Reproduction versus original parts is a debate that comes up sometimes among old bike enthusiasts. There is an overwhelming preference for original parts. However, sometimes a reproduction part needs to be used. Sometimes the rider wants the smoothest possible drive train, or the straightest and truest wheels. This can mean that old parts are dropped in favor of reproductions.
So is something lost when we use a reproduction part? Sometimes yes, and sometimes no.
Tonight, let's look at the reproduction "classic cruiser" Schwinn-type sprocket, versus an original Schwinn 1950s-60s era sprocket.
The original is on the right (mounted on the bike) below. The reproduction is in my hand on the left.
As you can see, the shaping of the original is crisper. The plating is also deeper and cleaner. The metal on the original is heavier gauge and seemed a bit harder. The original does have a little wear on the teeth, but plenty of miles left. I'm going with the original, though I will admit I had to true the sprocket using a big crescent wrench.
So why would you use the reproduction?
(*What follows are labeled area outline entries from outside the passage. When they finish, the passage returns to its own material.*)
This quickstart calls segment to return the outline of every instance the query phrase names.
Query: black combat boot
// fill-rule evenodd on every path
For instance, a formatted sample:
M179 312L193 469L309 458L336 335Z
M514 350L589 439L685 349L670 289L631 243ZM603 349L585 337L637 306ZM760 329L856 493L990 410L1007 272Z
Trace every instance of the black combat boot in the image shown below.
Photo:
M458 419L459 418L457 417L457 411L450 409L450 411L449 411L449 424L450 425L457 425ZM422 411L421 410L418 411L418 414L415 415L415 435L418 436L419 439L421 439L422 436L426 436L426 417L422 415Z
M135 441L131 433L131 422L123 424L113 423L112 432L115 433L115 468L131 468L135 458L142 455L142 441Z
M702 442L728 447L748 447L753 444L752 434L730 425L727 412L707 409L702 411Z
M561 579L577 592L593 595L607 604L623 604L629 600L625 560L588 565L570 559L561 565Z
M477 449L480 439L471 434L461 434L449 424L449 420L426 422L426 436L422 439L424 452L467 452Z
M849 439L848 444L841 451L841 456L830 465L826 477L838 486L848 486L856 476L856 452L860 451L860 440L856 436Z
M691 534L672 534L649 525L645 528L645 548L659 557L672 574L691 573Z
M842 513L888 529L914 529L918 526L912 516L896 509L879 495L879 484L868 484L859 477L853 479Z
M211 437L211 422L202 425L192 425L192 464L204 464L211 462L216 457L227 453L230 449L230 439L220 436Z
The reproduction is a little straighter. If you didn't want to true the original, then you could drop the reproduction in, and the drive train would run reasonably smoothly.
I think the answer to reproduction versus original is to run original parts whenever reasonably possible for a working bike. However, if the choice is between a broken down bike with original parts or a working bike with reproduction parts, go with the repro and put the bike back on the road.